The Items
property itself can never be seen by a debugger, because it is an indexed property, so there isn't a value you can just get for it, and hence examining the value it returns doesn't make sense (like examining the 30th of February or a politician's kept promises; it just doesn't exist).
List<T>
uses the DebuggerTypeProxyAttribute
attribute to define another class to be used to give a debugger eye view. This class (one internal to mscorlib) has a public Items
property that returns an array with a copy of the list's items, so that it looks like you can actually examine the Items
property of List<T>
when really you are examining the Items
property of an object that copies out the items when invoked.
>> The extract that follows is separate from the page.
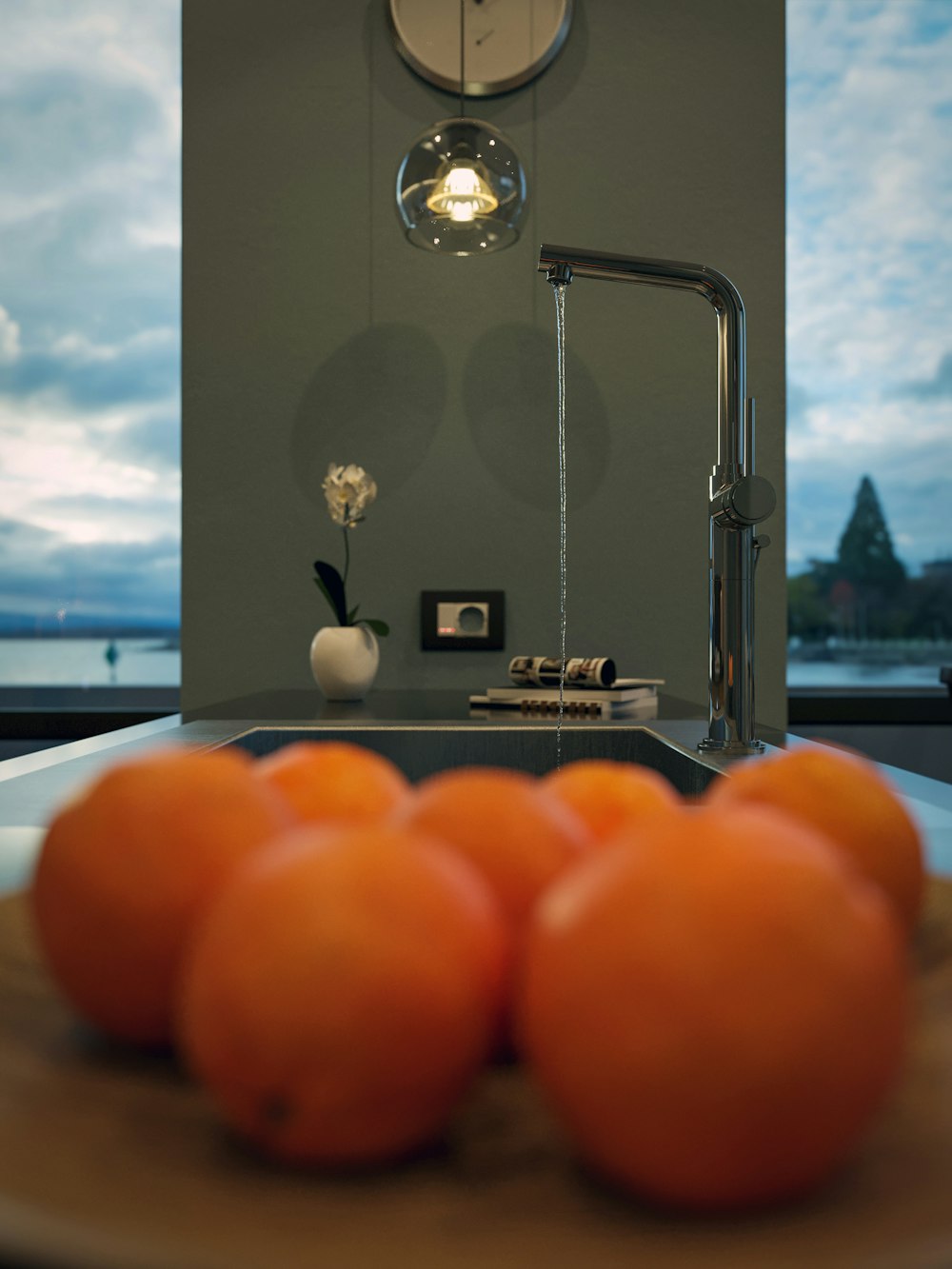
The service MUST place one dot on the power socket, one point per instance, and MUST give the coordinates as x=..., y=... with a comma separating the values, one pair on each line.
x=463, y=621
Debuggers don't have to use this approach, so maybe the one you are using doesn't, or there's some other restrictions, but if you are using a debugger that doesn't support DebuggerTypeProxy
you can just examine the private member that stores the items in an array (the array will be at least as large as Count
, and possibly a bit larger to leave growing room rather than resizing on each Add
; you can ignore elements beyond Count - 1
).
This has nothing to do with XML serialisation, so whatever problem you are having with that is likely completely unrelated.
Edit:
I see some people are having other problems with XML serialisation and the SQL CLR as per these:
SQL Server not finding serialization assembly
Your XML problem is indeed different to your debugger view issue. (I meanwhile am off to add debugger proxies to some of my collection types, I've always figured people would just skip through to the inner members and not care, but you've made me rethink that one).